Canadian Going Private Transactions: Practices and Procedures - Hostile or Friendly?
Hostile or Friendly?
See Chinese version below [中文版参阅下文].
In recent years, it has become less common for anyone interested in acquiring a Canadian public company to simply announce a hostile take-over bid. This is primarily because of the significant minimum bid period of 105 days and the fact that a friendly target board has the power to shorten the period to as little as 35 days. The preferred approach is almost always for the bidder to contact either the chairman or the chief executive officer of the target company and seek to open negotiations for a friendly transaction. The bidder will typically ask for a brief period to conduct due diligence on the target (likely two to four weeks) during which time the bidder will seek to negotiate a support agreement with the target leading to the announcement of a negotiated transaction.

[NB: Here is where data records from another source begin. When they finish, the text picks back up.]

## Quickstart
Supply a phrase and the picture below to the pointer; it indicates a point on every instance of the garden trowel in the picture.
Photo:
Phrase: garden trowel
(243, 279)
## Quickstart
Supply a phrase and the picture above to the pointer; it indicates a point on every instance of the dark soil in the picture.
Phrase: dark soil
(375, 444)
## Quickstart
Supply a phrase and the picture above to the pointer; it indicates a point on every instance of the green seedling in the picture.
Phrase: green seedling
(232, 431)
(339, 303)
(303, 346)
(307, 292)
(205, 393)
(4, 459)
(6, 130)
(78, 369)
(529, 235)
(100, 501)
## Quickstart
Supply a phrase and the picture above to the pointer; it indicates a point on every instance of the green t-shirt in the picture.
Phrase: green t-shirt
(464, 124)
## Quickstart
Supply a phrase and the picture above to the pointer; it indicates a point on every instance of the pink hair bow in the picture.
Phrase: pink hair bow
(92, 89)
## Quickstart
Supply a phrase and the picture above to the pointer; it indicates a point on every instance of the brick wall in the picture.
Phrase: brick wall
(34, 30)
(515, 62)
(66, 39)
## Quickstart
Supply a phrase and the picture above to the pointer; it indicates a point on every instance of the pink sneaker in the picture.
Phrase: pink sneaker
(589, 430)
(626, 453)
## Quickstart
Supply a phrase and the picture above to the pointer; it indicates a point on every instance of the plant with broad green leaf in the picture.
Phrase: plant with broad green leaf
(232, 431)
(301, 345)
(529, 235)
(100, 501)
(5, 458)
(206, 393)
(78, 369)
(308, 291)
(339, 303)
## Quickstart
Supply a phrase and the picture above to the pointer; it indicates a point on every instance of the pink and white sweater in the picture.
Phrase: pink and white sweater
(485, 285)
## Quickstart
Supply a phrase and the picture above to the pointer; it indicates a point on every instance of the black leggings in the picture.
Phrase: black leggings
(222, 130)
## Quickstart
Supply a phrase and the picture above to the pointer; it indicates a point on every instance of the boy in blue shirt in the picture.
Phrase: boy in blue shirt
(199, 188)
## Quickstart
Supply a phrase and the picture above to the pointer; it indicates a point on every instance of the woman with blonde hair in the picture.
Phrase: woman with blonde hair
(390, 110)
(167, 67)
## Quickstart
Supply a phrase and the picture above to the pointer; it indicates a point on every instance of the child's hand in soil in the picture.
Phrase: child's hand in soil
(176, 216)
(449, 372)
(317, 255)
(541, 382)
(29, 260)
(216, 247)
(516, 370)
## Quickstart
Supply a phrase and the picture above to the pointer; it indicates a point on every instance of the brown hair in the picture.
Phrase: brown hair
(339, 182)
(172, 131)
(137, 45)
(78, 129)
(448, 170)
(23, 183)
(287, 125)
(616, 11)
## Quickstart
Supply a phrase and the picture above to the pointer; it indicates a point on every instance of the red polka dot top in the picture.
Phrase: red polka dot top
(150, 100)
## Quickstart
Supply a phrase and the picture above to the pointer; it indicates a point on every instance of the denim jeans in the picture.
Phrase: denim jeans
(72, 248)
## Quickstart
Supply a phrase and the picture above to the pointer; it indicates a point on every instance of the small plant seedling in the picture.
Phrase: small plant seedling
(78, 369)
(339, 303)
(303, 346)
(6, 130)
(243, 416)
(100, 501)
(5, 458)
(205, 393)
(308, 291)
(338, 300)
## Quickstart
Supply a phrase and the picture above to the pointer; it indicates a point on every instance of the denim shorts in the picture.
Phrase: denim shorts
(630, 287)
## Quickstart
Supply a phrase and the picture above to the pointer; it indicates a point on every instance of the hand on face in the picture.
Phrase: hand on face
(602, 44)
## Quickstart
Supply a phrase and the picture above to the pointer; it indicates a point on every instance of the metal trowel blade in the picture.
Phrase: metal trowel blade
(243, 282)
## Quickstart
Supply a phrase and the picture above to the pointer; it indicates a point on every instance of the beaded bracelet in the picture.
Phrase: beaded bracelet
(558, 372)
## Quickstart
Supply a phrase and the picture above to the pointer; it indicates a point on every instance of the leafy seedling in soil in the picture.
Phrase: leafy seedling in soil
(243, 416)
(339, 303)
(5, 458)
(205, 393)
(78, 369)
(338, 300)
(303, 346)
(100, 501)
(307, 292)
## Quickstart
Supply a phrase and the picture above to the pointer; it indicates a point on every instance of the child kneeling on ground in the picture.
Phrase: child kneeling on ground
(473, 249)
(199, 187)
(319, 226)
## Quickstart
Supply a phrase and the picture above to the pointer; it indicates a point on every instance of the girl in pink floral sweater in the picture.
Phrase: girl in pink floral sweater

In order to be allowed access to the target company’s confidential books and records for the purposes of conducting due diligence, the bidder will be asked to sign a confidentiality agreement. In many cases, the target company will insist on a standstill clause in the confidentiality agreement as the quid pro quo for the target company voluntarily disclosing its confidential internal records. The standstill provision will prohibit the bidder from, among other things, purchasing securities of the target or publicly announcing an intention to propose a transaction involving the target, without the approval of the board of directors of the target company. Otherwise, the target company board risks the embarrassment of having the bidder make an offer directly to the shareholders at a price that the board considers inadequate, after the board has cooperated with the bidder by providing access to its innermost secrets. Some potential buyers will accept a standstill, others will not.
If the target company is not prepared to enter into negotiations for a sale, or the potential purchaser is not prepared to sign a standstill to be allowed access to a data room for due diligence, the buyer’s only option may be to make an offer directly to the target company shareholders without the benefit of a support agreement with the target company. This is the so-called “hostile” take-over bid.